The company began drilling its first well in the Palar basin, some 40 km north of Chennai, at a scientifically chosen patch of land in the middle of hundreds of mango trees.

In a couple of months, the ‘drill bit’ — the steel-toothed contrivance that chips off rocks and bores into earth — will hit its target 2 km below the ground. Drilling wells is to an oil company as regular as casting nets to a fisherman, and typically only one in 10 drills yields anything. But the first well in the PR-ONN-2005/1 block that ONGC won in the seventh round of auctions in 2005 seems to be laden with hope. In his speech before the spud, Verma said the Palar basin was situated between two prolific producing regions of Cauvery and Krishna-Godavari.

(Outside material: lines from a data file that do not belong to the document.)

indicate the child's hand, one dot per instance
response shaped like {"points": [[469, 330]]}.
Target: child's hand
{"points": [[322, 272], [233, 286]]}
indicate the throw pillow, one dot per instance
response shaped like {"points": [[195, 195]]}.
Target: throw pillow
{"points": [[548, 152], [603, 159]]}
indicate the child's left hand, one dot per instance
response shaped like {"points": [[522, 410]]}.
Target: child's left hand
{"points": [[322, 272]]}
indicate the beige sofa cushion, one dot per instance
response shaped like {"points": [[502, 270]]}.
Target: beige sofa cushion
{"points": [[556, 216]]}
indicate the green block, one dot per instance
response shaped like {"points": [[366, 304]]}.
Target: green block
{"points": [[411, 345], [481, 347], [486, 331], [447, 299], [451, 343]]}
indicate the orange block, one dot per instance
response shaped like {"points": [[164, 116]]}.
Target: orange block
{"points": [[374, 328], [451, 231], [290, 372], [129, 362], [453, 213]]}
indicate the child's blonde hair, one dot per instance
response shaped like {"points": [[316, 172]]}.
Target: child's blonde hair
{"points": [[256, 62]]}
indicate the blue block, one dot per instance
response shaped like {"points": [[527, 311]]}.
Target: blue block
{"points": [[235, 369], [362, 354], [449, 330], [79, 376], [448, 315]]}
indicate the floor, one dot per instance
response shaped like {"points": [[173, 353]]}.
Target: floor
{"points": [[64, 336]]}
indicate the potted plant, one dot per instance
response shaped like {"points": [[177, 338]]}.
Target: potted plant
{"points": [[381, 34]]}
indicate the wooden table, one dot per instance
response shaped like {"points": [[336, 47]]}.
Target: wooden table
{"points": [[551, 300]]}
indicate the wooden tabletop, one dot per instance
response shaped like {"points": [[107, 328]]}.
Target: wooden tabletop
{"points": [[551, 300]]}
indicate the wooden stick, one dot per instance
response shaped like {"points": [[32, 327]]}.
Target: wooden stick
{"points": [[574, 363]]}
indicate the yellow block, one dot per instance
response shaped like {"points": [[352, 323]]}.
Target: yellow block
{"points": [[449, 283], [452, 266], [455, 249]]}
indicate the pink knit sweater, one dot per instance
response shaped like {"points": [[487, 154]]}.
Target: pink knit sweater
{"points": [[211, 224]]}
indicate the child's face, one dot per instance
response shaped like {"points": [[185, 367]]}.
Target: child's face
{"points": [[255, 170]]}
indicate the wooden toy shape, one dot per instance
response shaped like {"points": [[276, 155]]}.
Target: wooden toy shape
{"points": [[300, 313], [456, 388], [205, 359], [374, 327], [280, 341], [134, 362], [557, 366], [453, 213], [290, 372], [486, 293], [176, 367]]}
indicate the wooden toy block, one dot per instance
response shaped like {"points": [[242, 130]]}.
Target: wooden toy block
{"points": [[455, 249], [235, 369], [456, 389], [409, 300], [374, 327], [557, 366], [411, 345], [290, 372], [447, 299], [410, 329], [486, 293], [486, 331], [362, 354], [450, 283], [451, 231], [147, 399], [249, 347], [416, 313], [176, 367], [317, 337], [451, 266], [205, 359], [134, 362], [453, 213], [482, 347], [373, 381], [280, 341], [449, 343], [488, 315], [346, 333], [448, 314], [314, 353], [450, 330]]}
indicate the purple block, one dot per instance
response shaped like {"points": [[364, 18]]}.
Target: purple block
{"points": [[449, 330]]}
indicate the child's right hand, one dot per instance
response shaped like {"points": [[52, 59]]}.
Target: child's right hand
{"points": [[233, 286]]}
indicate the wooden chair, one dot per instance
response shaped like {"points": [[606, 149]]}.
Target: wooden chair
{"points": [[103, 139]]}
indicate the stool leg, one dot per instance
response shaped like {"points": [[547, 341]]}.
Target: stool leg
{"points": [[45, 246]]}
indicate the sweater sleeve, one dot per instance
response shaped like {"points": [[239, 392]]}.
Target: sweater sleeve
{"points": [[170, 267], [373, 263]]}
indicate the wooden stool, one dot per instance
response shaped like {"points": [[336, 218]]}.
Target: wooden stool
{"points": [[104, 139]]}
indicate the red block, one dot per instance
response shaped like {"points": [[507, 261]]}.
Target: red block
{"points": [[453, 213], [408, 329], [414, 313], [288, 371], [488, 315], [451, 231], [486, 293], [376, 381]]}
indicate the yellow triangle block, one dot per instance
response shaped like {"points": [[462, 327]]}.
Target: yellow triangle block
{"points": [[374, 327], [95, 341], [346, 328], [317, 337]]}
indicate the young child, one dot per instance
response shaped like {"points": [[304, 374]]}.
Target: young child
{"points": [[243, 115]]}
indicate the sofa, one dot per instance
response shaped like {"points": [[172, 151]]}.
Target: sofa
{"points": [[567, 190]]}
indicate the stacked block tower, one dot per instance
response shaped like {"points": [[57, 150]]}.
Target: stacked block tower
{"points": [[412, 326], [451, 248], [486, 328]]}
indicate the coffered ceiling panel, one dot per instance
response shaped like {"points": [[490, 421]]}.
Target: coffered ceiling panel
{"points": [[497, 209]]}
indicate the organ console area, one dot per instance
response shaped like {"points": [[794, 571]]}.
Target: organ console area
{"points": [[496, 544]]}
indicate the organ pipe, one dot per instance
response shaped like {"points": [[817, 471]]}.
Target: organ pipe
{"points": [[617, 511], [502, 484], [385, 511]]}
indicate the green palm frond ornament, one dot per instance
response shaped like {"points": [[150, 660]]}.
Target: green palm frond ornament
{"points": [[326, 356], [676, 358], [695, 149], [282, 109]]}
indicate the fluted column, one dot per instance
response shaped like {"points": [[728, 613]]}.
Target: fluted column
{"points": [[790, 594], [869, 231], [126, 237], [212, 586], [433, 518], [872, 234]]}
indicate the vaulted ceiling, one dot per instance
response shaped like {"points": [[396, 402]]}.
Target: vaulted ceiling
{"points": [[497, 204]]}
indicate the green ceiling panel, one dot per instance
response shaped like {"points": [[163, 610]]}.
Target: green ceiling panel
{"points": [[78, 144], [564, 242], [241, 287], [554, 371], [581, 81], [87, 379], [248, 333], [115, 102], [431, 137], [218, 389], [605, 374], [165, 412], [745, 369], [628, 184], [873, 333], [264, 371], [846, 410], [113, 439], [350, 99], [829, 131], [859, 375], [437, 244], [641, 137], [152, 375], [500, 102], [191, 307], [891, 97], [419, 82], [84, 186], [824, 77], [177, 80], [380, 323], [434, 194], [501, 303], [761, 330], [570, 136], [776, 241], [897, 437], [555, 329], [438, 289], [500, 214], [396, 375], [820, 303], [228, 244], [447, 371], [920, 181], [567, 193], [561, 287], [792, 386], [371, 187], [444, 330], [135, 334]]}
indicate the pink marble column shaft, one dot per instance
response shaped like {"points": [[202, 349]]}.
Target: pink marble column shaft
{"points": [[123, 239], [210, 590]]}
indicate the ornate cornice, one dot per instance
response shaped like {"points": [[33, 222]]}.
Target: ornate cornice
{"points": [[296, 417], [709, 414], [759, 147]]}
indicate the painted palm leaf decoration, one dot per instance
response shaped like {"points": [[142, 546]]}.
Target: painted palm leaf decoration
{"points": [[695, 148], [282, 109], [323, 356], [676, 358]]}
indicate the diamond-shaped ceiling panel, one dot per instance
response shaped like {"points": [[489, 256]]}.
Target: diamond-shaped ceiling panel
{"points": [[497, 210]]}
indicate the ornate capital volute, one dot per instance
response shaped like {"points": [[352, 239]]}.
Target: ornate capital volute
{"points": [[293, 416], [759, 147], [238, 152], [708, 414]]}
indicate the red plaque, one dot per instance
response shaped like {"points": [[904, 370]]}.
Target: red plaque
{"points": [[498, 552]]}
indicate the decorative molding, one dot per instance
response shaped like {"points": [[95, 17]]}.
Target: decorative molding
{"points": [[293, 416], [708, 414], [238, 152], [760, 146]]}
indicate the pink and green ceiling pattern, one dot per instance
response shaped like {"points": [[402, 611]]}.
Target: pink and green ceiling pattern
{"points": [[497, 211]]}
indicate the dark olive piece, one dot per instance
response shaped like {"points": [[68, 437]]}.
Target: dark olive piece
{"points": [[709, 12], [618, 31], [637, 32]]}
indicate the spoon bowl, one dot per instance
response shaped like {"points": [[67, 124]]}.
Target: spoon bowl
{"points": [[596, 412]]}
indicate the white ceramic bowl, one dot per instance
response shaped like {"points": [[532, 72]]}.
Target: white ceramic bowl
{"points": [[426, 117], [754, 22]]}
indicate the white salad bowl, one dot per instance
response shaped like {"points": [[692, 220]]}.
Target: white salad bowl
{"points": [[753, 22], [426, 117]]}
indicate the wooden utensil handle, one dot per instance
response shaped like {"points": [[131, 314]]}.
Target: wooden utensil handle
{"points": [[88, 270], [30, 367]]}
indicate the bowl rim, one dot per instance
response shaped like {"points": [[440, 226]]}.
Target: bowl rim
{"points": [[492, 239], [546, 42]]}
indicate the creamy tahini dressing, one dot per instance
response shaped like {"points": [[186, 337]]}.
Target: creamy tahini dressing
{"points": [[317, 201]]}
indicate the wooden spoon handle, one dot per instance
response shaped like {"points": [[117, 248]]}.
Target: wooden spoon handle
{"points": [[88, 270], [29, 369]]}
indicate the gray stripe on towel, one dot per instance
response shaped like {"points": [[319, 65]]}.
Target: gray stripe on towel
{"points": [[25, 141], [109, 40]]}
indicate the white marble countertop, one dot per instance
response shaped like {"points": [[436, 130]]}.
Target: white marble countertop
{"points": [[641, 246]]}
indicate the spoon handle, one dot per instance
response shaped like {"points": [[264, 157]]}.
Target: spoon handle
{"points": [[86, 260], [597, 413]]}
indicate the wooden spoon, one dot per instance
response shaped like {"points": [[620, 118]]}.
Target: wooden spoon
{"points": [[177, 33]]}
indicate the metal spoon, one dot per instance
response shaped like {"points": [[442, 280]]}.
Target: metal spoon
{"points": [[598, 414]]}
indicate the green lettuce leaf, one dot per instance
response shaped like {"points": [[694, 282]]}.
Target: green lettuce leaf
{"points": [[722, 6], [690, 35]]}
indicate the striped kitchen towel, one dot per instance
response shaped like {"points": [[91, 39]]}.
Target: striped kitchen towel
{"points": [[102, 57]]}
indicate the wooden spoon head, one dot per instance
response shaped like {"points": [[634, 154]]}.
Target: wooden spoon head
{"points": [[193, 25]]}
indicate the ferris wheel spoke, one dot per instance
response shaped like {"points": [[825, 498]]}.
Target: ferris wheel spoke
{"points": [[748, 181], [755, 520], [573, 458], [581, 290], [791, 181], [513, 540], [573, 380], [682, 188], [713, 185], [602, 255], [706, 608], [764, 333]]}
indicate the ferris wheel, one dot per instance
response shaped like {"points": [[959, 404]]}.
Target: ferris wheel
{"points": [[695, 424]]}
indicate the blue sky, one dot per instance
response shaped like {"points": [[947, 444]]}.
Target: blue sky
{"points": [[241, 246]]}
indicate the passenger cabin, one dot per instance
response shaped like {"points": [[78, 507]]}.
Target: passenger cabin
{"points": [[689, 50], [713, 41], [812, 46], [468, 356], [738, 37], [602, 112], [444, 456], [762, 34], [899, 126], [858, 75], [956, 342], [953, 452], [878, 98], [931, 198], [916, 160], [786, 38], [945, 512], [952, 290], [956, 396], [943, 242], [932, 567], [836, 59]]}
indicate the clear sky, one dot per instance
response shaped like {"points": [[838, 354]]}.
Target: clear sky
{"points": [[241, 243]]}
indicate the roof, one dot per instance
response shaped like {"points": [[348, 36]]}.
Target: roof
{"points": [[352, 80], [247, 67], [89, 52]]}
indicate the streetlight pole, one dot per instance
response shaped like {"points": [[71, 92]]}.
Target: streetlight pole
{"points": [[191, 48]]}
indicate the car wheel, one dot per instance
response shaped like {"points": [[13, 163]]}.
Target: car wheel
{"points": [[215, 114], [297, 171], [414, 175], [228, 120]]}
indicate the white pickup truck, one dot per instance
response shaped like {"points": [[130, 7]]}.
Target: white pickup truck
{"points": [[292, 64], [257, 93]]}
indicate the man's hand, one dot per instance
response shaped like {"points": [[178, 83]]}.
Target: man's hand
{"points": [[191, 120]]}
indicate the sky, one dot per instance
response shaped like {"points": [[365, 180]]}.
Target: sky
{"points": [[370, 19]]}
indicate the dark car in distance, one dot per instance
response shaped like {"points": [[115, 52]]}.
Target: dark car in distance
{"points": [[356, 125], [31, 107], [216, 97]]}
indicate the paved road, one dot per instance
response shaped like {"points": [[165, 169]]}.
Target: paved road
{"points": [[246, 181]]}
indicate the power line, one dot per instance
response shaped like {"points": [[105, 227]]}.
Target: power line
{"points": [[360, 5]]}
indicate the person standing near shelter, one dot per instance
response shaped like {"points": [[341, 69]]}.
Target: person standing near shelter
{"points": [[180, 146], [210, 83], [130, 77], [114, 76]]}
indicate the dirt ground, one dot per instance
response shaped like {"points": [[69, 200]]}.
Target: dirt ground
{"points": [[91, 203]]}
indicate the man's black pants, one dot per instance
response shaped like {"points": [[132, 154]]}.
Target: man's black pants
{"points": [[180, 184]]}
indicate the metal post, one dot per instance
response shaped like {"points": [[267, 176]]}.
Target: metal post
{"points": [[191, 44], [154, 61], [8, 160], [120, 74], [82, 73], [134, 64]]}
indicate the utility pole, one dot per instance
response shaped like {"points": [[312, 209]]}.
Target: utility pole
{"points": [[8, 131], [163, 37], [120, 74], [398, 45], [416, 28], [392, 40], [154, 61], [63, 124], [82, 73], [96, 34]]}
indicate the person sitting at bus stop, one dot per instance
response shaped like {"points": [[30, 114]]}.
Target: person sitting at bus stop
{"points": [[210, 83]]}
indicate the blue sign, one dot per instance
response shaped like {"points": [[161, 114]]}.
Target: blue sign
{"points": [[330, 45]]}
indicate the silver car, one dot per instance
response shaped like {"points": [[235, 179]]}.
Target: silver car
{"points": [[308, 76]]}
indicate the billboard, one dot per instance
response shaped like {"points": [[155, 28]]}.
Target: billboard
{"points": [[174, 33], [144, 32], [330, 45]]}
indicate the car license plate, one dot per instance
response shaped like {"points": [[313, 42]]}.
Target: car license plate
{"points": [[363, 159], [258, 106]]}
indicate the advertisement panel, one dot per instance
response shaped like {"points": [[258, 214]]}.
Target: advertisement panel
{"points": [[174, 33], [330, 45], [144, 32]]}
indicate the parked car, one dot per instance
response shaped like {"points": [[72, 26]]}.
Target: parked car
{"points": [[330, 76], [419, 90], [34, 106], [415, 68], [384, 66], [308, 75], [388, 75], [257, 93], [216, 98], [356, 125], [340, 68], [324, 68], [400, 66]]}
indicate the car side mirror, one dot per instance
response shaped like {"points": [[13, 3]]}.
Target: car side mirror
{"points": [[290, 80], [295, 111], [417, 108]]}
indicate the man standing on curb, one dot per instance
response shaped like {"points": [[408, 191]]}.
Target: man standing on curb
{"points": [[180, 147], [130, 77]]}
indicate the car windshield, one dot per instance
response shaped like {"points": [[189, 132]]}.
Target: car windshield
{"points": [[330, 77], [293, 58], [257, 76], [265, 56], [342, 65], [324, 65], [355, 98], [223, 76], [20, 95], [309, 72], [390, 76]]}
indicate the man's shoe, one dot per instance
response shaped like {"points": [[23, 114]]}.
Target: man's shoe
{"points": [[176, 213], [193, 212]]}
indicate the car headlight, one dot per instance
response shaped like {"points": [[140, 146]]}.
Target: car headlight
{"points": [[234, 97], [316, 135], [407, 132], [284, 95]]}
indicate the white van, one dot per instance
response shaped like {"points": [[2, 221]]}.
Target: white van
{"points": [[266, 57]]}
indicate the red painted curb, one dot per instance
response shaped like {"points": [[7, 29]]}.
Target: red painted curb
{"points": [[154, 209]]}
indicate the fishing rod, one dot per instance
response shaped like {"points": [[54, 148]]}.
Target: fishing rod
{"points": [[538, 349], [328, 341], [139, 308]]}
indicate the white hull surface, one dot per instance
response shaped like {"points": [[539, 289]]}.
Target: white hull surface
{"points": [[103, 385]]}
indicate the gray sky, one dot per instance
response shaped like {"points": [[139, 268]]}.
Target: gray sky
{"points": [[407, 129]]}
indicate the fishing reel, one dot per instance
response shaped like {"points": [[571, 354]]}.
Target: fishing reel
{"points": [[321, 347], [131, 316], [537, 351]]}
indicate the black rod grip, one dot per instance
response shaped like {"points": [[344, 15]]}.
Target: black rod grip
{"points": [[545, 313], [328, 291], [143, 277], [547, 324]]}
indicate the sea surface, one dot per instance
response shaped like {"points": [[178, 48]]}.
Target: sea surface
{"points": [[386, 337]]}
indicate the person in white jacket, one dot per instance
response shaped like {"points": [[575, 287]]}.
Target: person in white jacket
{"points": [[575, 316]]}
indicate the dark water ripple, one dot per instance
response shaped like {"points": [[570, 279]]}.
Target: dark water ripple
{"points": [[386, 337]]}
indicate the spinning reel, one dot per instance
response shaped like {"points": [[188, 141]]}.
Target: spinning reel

New finds Opening up new areas and getting hydrocarbons from tough sources such as high pressure, high temperature reservoirs, ultra deep seas and hilly regions is crucial for the ₹165,000-crore public sector oil giant as it cruises towards its target of producing 130 million tonnes of oil and oil-equivalent gas by 2030, from 60 mt today. Against this backdrop, ONGC “looks forward” to the upcoming regime of hydrocarbon exploration — the ‘open acreage’ system. In the last 15 years, oil and gas exploration has been under a system where the government auctions blocks. In the nine rounds of auctions, 302 blocks have been given out for exploration, but only six have begun producing anything even though there have been 128 discoveries. That there have been investments of $15 billion in the last 16 years, most of which are from Reliance and its partners, is seen as a sad commentary of the auction-based method of exploration. ONGC prefers the ‘open acreage. “We know the country’s sedimentary basins better than anybody else,” Verma told Business Line .

He said before the auction system came into vogue, ONGC, then a ‘Commission’ that operated on Government’s budget, had little money to explore.

Then it became a ‘company’ with own financial resources, but had to live with auction of blocks. Now for the first time ONGC will face a combination of enough financial resources and choice of where to drill, Verma said.